Advanced Interaction:
- Chat: Send prompts to specific llama-server instances.
- Multi-Chat: Broadcast a prompt to multiple servers concurrently and get all responses.
- Conversational Chat: Maintain an ongoing conversation with a persistent llama-cli session.
Model Utilities:
- Benchmark: Programmatically run llama-bench to evaluate model performance.
- Perplexity: Calculate model perplexity for a given text using llama-perplexity.
- Model Info: Get the file sizes of all available BitNet models.
Requirements
- Docker Desktop: You must have Docker installed and running on your computer.
- Disk Space: At least 8GB of free disk space is required for the uncompressed Docker image.
- RAM: Each BitNet instance consumes ~1.5GB of RAM. While this is manageable for a few instances, it can add up quickly. Ensure your system has enough memory for the number of instances you plan to run.
Setup Instructions
- Install this extension from the VSCode Marketplace.
- Ensure Docker Desktop is running.
- Open the VSCode Command Palette using Ctrl+Shift+P.
- Type BitNet: Initialize MCP Server and press Enter. This will download the large Docker image and may take some time.
- Once initialization is complete, run BitNet: Start Server from the Command Palette.
- Open the GitHub Copilot Chat panel (it must be in "Chat" view, not "Inline Chat").
- Click the wrench icon (Configure Tools...) at the top of the chat panel.
- Scroll to the bottom and select + Add MCP Server, then choose HTTP.
- Enter the URL: http://127.0.0.1:8080/mcp
- Copilot will now detect the available tools. You may need to click the refresh icon next to the wrench if they don't appear immediately.
AI Chat Instructions & Examples
Once set up, you can instruct GitHub Copilot to use the new tools. You can always ask "What tools can you use?" to get a fresh list of available actions.
1. Estimate Server Capacity
Before starting, see what your system can handle.
Your Prompt: "Estimate how many BitNet servers I can run."
2. Manage llama-server Instances
You're able to launch one/many llama-server processes, however cnv/instruction mode is currently unsupported.

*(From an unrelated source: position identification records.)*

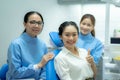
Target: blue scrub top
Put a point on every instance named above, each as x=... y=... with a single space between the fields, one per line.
x=23 y=53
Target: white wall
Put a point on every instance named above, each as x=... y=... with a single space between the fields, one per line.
x=12 y=13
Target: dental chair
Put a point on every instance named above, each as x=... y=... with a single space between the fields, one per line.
x=51 y=73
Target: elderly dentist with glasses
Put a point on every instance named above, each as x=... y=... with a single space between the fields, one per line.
x=27 y=55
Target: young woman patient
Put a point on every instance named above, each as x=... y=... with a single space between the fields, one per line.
x=73 y=63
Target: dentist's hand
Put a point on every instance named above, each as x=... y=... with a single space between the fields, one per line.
x=89 y=58
x=45 y=59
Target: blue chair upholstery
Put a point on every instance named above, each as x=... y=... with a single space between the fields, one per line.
x=51 y=73
x=3 y=71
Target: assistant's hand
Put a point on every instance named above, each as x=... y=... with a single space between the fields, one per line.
x=89 y=58
x=45 y=59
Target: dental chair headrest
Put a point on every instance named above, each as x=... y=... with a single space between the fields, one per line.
x=56 y=39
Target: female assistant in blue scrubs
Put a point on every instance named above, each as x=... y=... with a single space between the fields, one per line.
x=27 y=54
x=87 y=38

Start a single server: "Initialize a BitNet server, with 1 thread each, and a system prompt of you're a helpful assistant."

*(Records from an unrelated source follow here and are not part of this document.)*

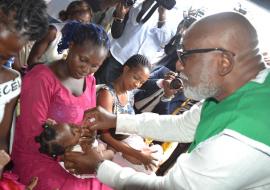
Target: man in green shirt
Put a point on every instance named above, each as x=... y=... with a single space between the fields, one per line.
x=221 y=64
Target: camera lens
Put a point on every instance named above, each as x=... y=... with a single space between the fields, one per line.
x=176 y=83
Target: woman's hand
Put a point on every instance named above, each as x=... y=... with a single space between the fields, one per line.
x=147 y=159
x=121 y=11
x=99 y=119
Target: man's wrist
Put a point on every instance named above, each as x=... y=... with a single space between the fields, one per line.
x=98 y=165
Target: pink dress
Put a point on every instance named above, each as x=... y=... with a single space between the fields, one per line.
x=43 y=96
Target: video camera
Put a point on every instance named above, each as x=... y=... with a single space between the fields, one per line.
x=128 y=3
x=176 y=83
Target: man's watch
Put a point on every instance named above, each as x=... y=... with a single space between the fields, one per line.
x=98 y=165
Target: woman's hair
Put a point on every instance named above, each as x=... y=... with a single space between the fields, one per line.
x=26 y=17
x=79 y=33
x=138 y=60
x=74 y=8
x=47 y=144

Start multiple servers: "Initialize a batch of two BitNet servers. The first on port 9001 with 2 threads and the second on port 9002 with 2 threads, with system prompts of you're a helpful assistant."
Check status: "What is the status of the server on port 9001?"

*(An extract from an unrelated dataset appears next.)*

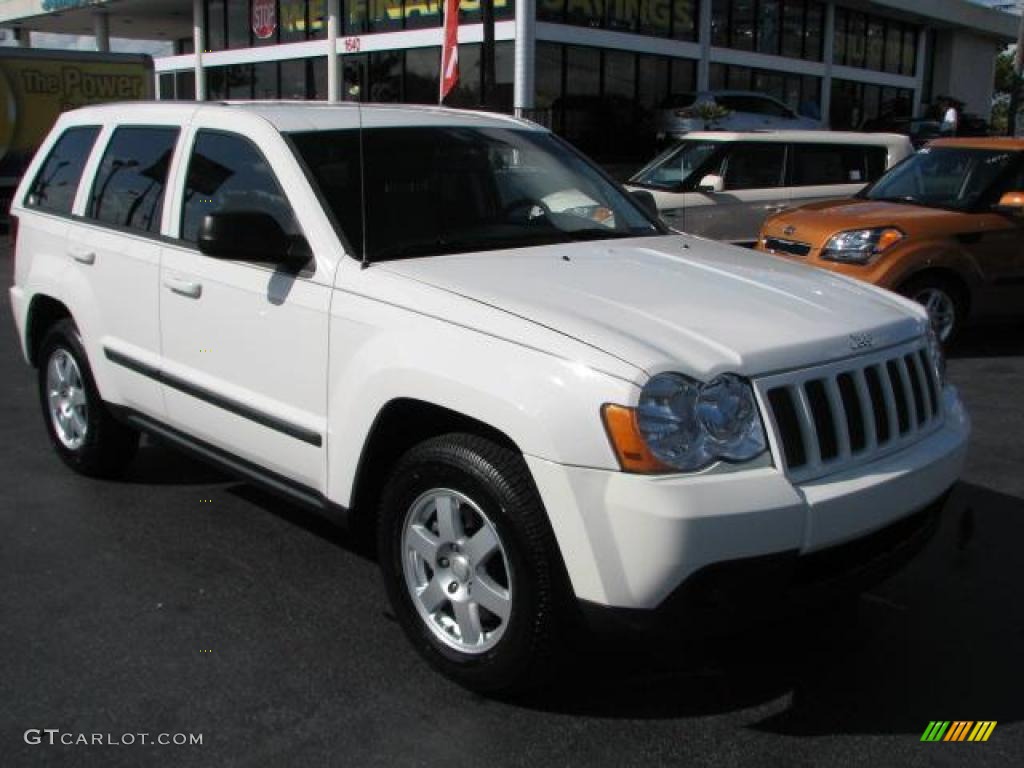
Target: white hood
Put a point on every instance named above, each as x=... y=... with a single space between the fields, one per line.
x=679 y=302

Shut down a server: "Shut down the server on port 9002."
3. Manage Persistent llama-cli Sessions
You're able to launch one/many llama-cli processes which fully support cnv/instruction mode by default!
Start a session: "Start a persistent llama-cli session with the alias 'research-chat' using the default model, with 1 thread each, and a system prompt of you're a helpful assistant."
Start many sessions: "Start 5 llama-cli sessions, with 1 thread each, and a system prompt of you're a helpful assistant."
Check status: "What is the status of the llama-cli session 'research-chat'?"
Shut down a session: "Stop the llama-cli session named 'research-chat'."
4. Chat with Models
You can talk to servers or conversational CLI sessions.
Chat with a server: "Using the server on port 9000, tell me about the BitNet architecture."
Multi-chat with servers: "Ask both the server on port 9000 and the server on port 9001 to explain the concept of perplexity. Compare their answers."
Chat with a CLI session: "Using the llama-cli session 'research-chat', what is the capial of France?"
5. Run Utilities
Analyze model performance directly from the chat.
Run a benchmark: "Run a benchmark on the default BitNet model with 128 tokens and 4 threads."
Calculate perplexity: "Calculate the perplexity of the text 'The quick brown fox jumps over the lazy dog' using the default model and a context size of 10."